Within the TCGA (validation) dataset, both DNA methylation and gene expression data were available for a total of 12,197 genes. Consistent with the generally inhibitory effect of DNA methylation on gene activity, DNA methylation was generally inversely correlated with messenger RNA (mRNA) expression regardless of ER/PR status (Additional file 2: Table S2, P value <0.05 in Additional file 1: Figure S5). The number of genes for which expression was significantly inversely correlated with DNA methylation was twofold higher among ER/PR-positive than among ER/PR-negative tumors (5649 versus 2771, respectively, P value <0.05 in Fig. 3a), suggesting that ER/PR-positive tumors have more stable level of expression at genes experiencing DNA methylation than ER/PR-negative tumors.
Fig. 3

Correlation of DNA methylation with the level of gene expression in the validation dataset (TCGA). a Significance of the correlation between the level of DNA methylation and expression for each gene as determined by Pearson correlation coefficient (PCC). The correlation test was run for all samples, only ER/PR-negative samples, or only ER/PR-positive samples. b Correlation test (methylation versus expression) for predictors (Table 3). c Sample level data for gene expression of predictors (Table 3). Data is presented for 22 ER/PR-negative tumors and 53 ER/PR-positive tumors. The PCC across the BCCC samples and TCGA samples (methylation versus expression) is shown on the right

Many of the gene methylation markers that predicted of ER/PR status in the training dataset of 75 samples showed an inverse correlation between DNA methylation and gene expression level when analyzed in sets of 75 randomly assembled TCGA samples (Additional file 1: Figure S6). Regardless of whether we used DNA methylation data from the training or the validation dataset, an inverse correlation was common for gene methylation markers that were predictors of ER/PR status (compare Fig. 3b, c, also see Additional file 1: Figure S7). Highly significant inverse correlations were observed for FZD9, HDAC9, PAX6, PDGFRA, S100A2, and BMP2 genes, suggesting that DNA methylation at these CpG sites results in stable changes in gene expression. A positive correlation between DNA methylation and expression was found for one gene (i.e., PGR), suggesting that DNA methylation at the CpG sites within the PGR gene that were analyzed are not relevant to regulation of promoter activity. Sample level data showed that the predictor genes differ in the absolute level and robustness of changes in gene expression between the ER/PR-positive and ER/PR-negative groups (Fig. 3c). Our results suggest that hormone status correlates with DNA methylation status and with the activity of the identified set of genes.

Discussion

In a training dataset of newly diagnosed breast cancer patients, we observed a general tendency for higher levels of DNA methylation to be associated with ER/PR-positive disease, and we identified a set of predictor genes for which hypermethylation was highly significantly associated with ER/PR-positive disease. The vast majority of the predictor genes were confirmed in a validation dataset despite the fact that the methylation data from the validation dataset relied on a mostly different set of probes within the same 24 genes. Finally, increased methylation was associated with reduced expression for the vast majority of gene methylation markers, suggesting that we had identified a reproducible set of genes whose methylation might play an etiologic role in breast cancer subtypes.

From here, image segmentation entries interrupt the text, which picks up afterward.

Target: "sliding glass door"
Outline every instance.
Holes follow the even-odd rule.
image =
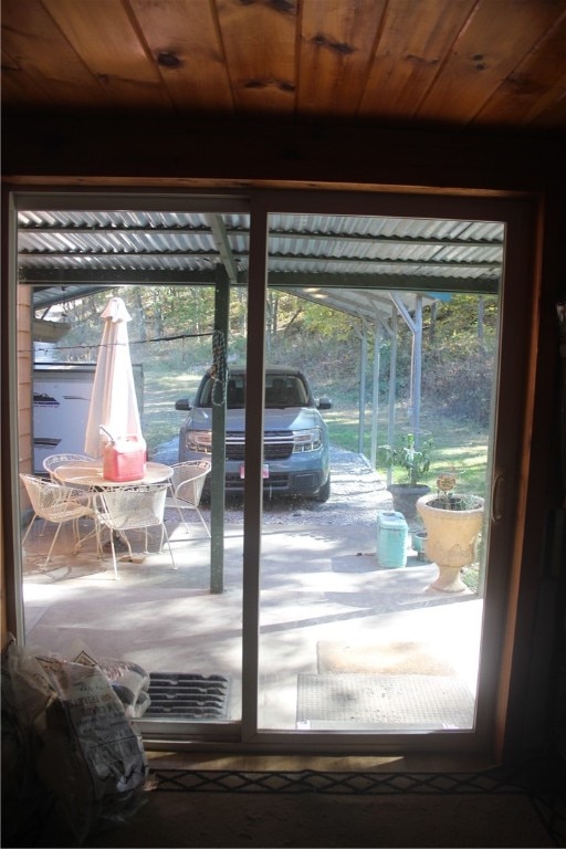
[[[177,569],[136,538],[116,581],[108,541],[75,548],[71,526],[48,562],[53,528],[36,523],[14,553],[20,638],[146,671],[148,745],[484,746],[518,497],[527,206],[13,201],[18,539],[33,512],[18,472],[45,478],[71,438],[84,449],[109,296],[132,317],[147,460],[211,463],[199,512],[169,493]]]

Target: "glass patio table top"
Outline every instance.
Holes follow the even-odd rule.
[[[67,463],[61,463],[53,470],[54,476],[61,483],[69,486],[86,486],[88,489],[104,490],[115,489],[116,486],[136,486],[139,484],[161,483],[172,478],[172,469],[165,463],[146,463],[146,472],[143,478],[136,478],[132,481],[109,481],[104,478],[103,461],[99,460],[73,460]]]

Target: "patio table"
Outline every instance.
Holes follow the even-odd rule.
[[[85,486],[92,490],[112,490],[116,486],[136,486],[142,483],[161,483],[172,478],[172,469],[165,463],[146,463],[146,473],[135,481],[108,481],[103,474],[103,461],[82,460],[62,463],[53,470],[54,476],[61,483],[70,486]]]

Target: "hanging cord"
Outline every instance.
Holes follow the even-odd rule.
[[[214,331],[212,334],[212,368],[210,374],[213,380],[211,392],[212,406],[223,407],[227,390],[227,361],[226,339],[222,331]]]

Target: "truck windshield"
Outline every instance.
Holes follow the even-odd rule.
[[[200,392],[199,407],[210,407],[214,380],[209,377]],[[243,409],[245,403],[244,375],[230,375],[227,386],[227,407],[229,410]],[[308,403],[308,392],[297,375],[265,375],[265,407],[277,409],[284,407],[305,407]]]

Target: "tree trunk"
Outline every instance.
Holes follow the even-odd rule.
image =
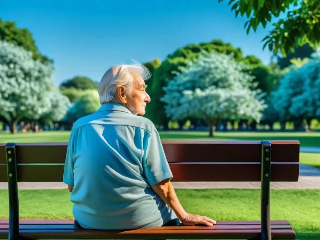
[[[311,130],[311,121],[312,120],[312,119],[311,118],[307,118],[306,121],[307,122],[307,124],[308,124],[308,127],[306,128],[306,132],[310,132]]]
[[[213,137],[213,125],[210,125],[209,126],[210,128],[209,130],[209,137]]]
[[[9,123],[9,128],[10,129],[10,132],[12,134],[17,133],[17,123],[18,121],[14,120]]]
[[[273,123],[269,123],[268,124],[268,125],[269,125],[269,129],[270,131],[273,131]]]
[[[183,125],[184,125],[186,121],[185,120],[179,120],[178,121],[178,124],[179,124],[179,129],[182,130],[183,129]]]

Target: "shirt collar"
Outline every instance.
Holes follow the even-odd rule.
[[[116,111],[132,114],[130,110],[122,104],[113,102],[104,103],[97,111],[103,112],[105,111]]]

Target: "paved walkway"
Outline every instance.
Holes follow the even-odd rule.
[[[173,182],[176,188],[204,189],[208,188],[260,188],[260,183],[220,182]],[[297,182],[275,182],[270,187],[275,189],[320,189],[320,169],[303,164],[300,164],[299,181]],[[67,188],[63,182],[20,182],[19,189],[61,189]],[[0,182],[0,189],[7,189],[7,183]]]
[[[300,147],[300,152],[320,153],[320,148],[313,147]],[[319,159],[320,161],[320,159]]]

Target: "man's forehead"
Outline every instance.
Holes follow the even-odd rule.
[[[135,84],[138,85],[139,86],[145,86],[146,84],[144,82],[144,80],[140,76],[137,74],[135,76],[134,76],[134,82]]]

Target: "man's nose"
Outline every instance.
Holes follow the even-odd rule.
[[[147,94],[147,95],[146,96],[146,97],[145,98],[144,101],[145,102],[148,103],[151,101],[151,98],[150,98],[150,96],[146,92],[146,94]]]

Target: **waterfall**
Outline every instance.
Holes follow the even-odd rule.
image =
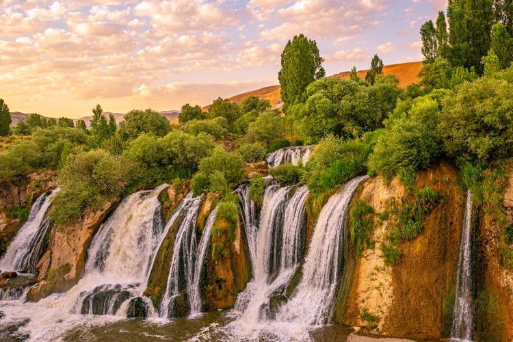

Differential DNA methylation according to ER/PR status has previously been observed in breast cancer in both genome-wide studies [810, 12] and in studies of individual genes [13, 14]. In contrast, there was only a modest association of DNA methylation with HER2-positive status [12]. A large study of 466 breast cancers found that basal-like cancers which were 90 % ER/PR negative had a tendency to display hypomethylation, while luminal B (ER/PR-positive) breast cancers had a tendency to display hypermethylation [12]. The luminal B group had a low rate of mutations, in contrast to the group with hypomethylation that had p53 mutations. The characteristic hypermethylation of CpG islands related to ER/PR-positive breast tumors, which was termed “breast CpG island methylator phenotype” (B-CIMP), was first reported in 2011 [15]. The phenomenon of methylator phenotype was associated with low risk of metastasis and high rates of survival independently of known breast cancer characteristics. This result is consistent with the finding presented here that DNA methylation was generally associated with less aggressive, ER/PR-positive breast cancer.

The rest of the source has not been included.